CORPORATE ACCOUNTABILITY, NOT IMMUNITY

Welcome to the latest edition of “Corporate Accountability, Not Immunity,” a tipsheet highlighting key news and important facts on why Congress should not give corporations legal immunity from coronavirus-related harms to workers, consumers, patients and the public. See our past tipsheets here. The tipsheet will go out on Mondays and Thursdays through mid-September. Please send tips, feedback and questions to David Rosen at drosen@citizen.org.

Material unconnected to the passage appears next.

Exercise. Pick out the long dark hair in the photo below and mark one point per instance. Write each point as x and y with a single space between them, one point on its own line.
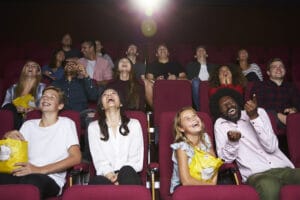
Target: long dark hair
133 97
124 130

CORPORATE IMMUNITY BILL DRAFTED BY CHAMBER OF COMMERCE: The U.S. Senate Republicans’ corporate immunity bill started with a draft authored by the U.S. Chamber of Commerce’s Institute for Legal Reform, according to one of its top executives. The Chamber then worked “very closely” with U.S. Senate Majority Leader Mitch McConnell (R-Ky.) and Sen. John Cornyn (R-Texas) on “what [liability] reforms look like in” the Senate bill. The Chamber, which for decades has lobbied on behalf of giant corporations to limit people’s ability to hold businesses accountable, is the highest-spending lobbying group on Capitol Hill – having spent more than $1.6 billion on lobbying since 1998, according to data compiled by the Center for Responsive Politics. Its employees, members and affiliated political action groups have given more than $31,000 to McConnell’s reelection campaign this year and at least $10,000 to Cornyn, who introduced the Chamber’s corporate immunity legislation in the Senate.

SMALL NUMBER OF CALIFORNIA LAWSUITS SHOWS FEARS OF LITIGATION ARE OVERBLOWN: Despite more than 680,000 COVID-19 infections and more than 12,500 deaths in California, fewer than 50 coronavirus-related lawsuits in the state involve claims for personal injury, wrongful death or inadequate safety measures, the Los Angeles Times reported. Of the more than 550 lawsuits filed in California related to the pandemic, tracked by law firm Hunton Andrews Kurth, most involve matters such as companies’ disputes with insurers or small businesses suing banks over disputes about rescue loans. Other suits seek refunds from universities, airlines, amusement parks or concerts. None of those suits, however, fall within the scope of the corporate immunity bill, which is focused on claims related to coronavirus transmission and civil rights. “There is no tidal wave of COVID-related litigation – and may never be, given the hurdle of proving where exactly anyone was infected,” the paper concluded.